Maintenir un état de curiosité. Partir d’un mouvement, l’explorer, l’étirer, le raccourcir, le presser, l’allonger… En jouer à l’infini avec l’espace et le temps.

Créer les conditions pour qu’un très jeune enfant se risque en confiance dans le mouvement. Se mettre en état de danse. Créer la surprise et la tranquillité. Permettre à l’enfant de prendre des initiatives.

Être la mémoire du groupe, celle qui, au vol, attrape les propositions et fait des choix pour jouer avec le mouvement, la répétition, l’écho, en modulant la vitesse et l’énergie. 

Le chemin que chaque enfant effectue dans ces temps d’ateliers de danse lui permet de développer une mémoire corporelle. D’une séance à l’autre, même si le temps est espacé, l’enfant se souvient, et le dit avec son corps en mouvement : une occupation de l’espace singulière, le développement d’un geste, une prise d’appui dans le saut, une manière de bouger sa tête dans un tournoiement, une course qui s’arrête avec précision. 

 

La danse donne des ailes et de profondes racines

 

La danse avec les tout-petits se situe au-delà des styles et des codes. C’est une danse liée à l’exploration du mouvement, inspirée des actions spontanées de l’enfant, qui se crée pas seulement pour être vue, mais principalement pour être vécue.

Nous ne sommes pas dans l’idée de la représentation, mais d’un dévoilement du corps, de l’être tout entier dans l’espace. La danse du jeune enfant vient d’une expression intérieure profonde, elle est à la fois ludique et sérieuse. 

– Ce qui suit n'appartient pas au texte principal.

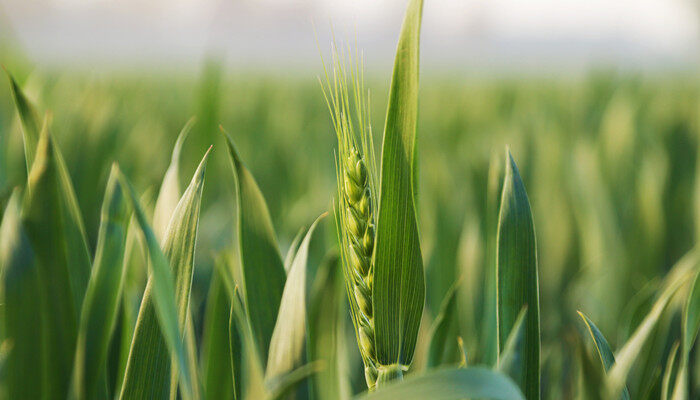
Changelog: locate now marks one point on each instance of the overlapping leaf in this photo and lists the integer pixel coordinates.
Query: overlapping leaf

C’est parce que je danse que l’intérêt des enfants s’éveille à la danse. 

C’est parce qu’ils sont inventifs que l’improvisation sera riche.

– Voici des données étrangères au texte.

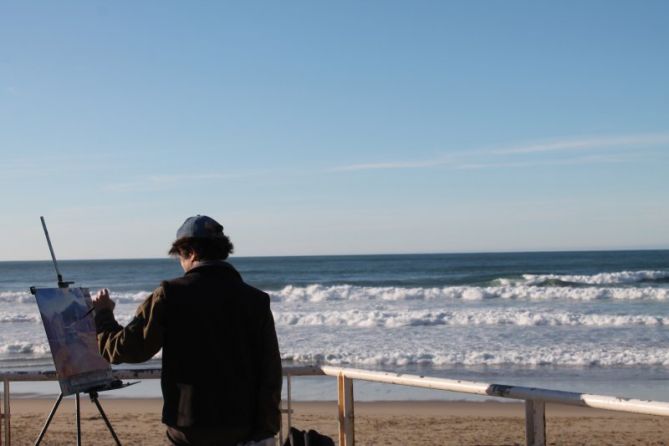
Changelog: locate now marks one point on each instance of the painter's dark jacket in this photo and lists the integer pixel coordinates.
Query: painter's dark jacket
(221, 363)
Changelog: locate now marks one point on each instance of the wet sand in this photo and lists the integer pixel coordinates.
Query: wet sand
(137, 422)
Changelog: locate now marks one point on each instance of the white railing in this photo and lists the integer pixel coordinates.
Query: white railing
(535, 398)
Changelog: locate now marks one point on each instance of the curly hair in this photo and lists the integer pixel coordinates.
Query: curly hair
(218, 248)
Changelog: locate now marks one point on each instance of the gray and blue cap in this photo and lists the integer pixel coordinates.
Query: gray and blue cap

C’est parce que je suis dans l’écoute qu’ils développent cette attention à l’autre.

C’est parce qu’ils sont imprévisibles que rien n’est écrit à l’avance.

C’est parce je joue avec l’espace que des traversées vont se développer.

C’est parce qu’ils sont observateurs que le plus petit détail prendra toute son importance.

Ensemble nous seront partenaires de la danse qui se vit !

Donner à l’enfant l’occasion de s’exprimer par le mouvement est souvent synonyme de plaisir, de jubilation mais pas seulement …c’est un moyen d’expression qui l’aide à se construire, à se structurer. Il y découvre son potentiel d’énergie vitale, sa dextérité et ses élans. Il y éprouve les limites de son propre corps. Cela participe de la prise de conscience de son individualité et de la construction d’une certaine confiance en soi.

 

Véronique His
Danseuse et chorégraphe
Formatrice à Enfance et Musique

1 – Fabienne Verdier, Passagère du silence, éditions Stock, 2005.
2 – Le danseur et la danse, entretien avec Jacqueline Lesschaeve, éditions Belfond, 1988.
3 – L’enfant et la danse, éditions universitaires, 1975.
4 – Laurence Louppe, historienne de la danse, critique et écrivain. Publication Contredanse, 1997.